The Robert Frost Stone House museum |
When we traveled through Vermont this fall, I was eager to
see the stone house where Robert Frost—one of my favorite poets--lived in the
1920s. The house is now a small museum, with family pictures and enlargements
of selections from Frost’s books and letters covering the walls. Though not as spectacular as
some writers’ homes, the museum is a feast for any Frost enthusiast.
One piece of correspondence especially fascinated me. It was
Frost’s caustic letter to his editor regarding “Stopping by Woods on a Snowy
Evening,” that poem beloved by thousands of us. The editor had added commas to
Frost’s original line, “The woods are lovely dark and deep,” resulting in the familiar “lovely, dark, and
deep” we have all seen in the published poem. Frost was obviously infuriated by
the change. As a rather comma-happy editor myself, I could imagine myself
automatically adding commas in the same places, and felt some sympathy for the
editor. But Frost was right, of course—both the rhythm of the poem and the connotation
of the line were changed by the added commas.

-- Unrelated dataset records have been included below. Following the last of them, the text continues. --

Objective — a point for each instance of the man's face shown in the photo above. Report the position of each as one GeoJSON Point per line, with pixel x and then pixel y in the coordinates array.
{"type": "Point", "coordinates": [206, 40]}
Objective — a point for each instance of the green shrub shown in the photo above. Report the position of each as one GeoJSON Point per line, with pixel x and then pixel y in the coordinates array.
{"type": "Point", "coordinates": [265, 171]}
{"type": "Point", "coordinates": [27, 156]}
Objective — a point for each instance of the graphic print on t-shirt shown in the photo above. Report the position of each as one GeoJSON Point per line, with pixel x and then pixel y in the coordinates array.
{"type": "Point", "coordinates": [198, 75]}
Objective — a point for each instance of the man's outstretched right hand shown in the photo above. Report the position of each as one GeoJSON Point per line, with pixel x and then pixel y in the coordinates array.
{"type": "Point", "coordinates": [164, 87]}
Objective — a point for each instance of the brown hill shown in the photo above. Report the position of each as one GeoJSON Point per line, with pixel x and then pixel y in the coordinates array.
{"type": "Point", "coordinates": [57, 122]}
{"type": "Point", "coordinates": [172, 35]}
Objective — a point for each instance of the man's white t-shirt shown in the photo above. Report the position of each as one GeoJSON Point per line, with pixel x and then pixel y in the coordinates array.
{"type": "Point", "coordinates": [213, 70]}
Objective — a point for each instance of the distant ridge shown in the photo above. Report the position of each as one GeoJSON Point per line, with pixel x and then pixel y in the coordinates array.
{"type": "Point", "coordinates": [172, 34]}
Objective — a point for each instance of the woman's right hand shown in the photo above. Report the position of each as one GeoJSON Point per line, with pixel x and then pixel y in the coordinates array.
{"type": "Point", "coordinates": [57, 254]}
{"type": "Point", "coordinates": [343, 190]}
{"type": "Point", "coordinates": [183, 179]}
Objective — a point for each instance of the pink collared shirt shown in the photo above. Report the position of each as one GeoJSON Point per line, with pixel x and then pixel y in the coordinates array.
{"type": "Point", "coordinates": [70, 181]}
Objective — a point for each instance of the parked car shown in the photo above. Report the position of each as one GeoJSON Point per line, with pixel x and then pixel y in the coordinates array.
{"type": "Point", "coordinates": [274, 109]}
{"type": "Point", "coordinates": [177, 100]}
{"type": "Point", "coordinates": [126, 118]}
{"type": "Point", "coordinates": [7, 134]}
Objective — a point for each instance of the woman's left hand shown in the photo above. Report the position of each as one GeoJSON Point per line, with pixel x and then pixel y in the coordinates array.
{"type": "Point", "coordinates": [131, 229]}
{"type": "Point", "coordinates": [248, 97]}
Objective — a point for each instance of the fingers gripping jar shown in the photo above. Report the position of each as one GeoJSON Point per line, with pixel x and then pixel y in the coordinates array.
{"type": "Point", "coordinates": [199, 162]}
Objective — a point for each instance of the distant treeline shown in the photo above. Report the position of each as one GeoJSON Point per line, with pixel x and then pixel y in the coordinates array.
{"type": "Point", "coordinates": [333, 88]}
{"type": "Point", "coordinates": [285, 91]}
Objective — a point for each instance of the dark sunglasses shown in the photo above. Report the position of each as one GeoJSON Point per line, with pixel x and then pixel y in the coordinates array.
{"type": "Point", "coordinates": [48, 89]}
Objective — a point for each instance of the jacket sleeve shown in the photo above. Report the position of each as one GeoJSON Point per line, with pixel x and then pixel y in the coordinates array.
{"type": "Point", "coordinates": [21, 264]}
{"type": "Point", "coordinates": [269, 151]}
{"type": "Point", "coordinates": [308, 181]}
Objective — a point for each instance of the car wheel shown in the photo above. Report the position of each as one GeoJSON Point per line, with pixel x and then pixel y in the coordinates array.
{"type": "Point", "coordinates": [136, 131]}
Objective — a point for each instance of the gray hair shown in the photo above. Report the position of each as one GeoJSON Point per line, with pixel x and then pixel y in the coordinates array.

Coincidentally, the issue of Harper’s that came out while I visited
Frost’s home contained a short story by Joyce Carol Oates, “Lovely, Dark, and
Deep.” (It did not mention the commas.) Though clearly fiction, it was a slightly
veiled sharp attack on Frost’s character. Using various sources, Oates quoted
Frost’s children and associates about how he had mistreated those around
him. It is impossible to tell how much
of Oates’s material is true, and how much is fictional. Whether Frost is as
awful as he seems in this short story (which may well be true, from what I have
read in other places) or not cannot be known with certainty. Because I find
much meaning in his poetry, I hope he was a finer person than Oates pictured
him.
This lack of clarity troubles
me, not just in regard to this story, but about combining fiction and history
in general. What might be libelous in a nonfiction article is not in a short
story, where the author is protected from accountability.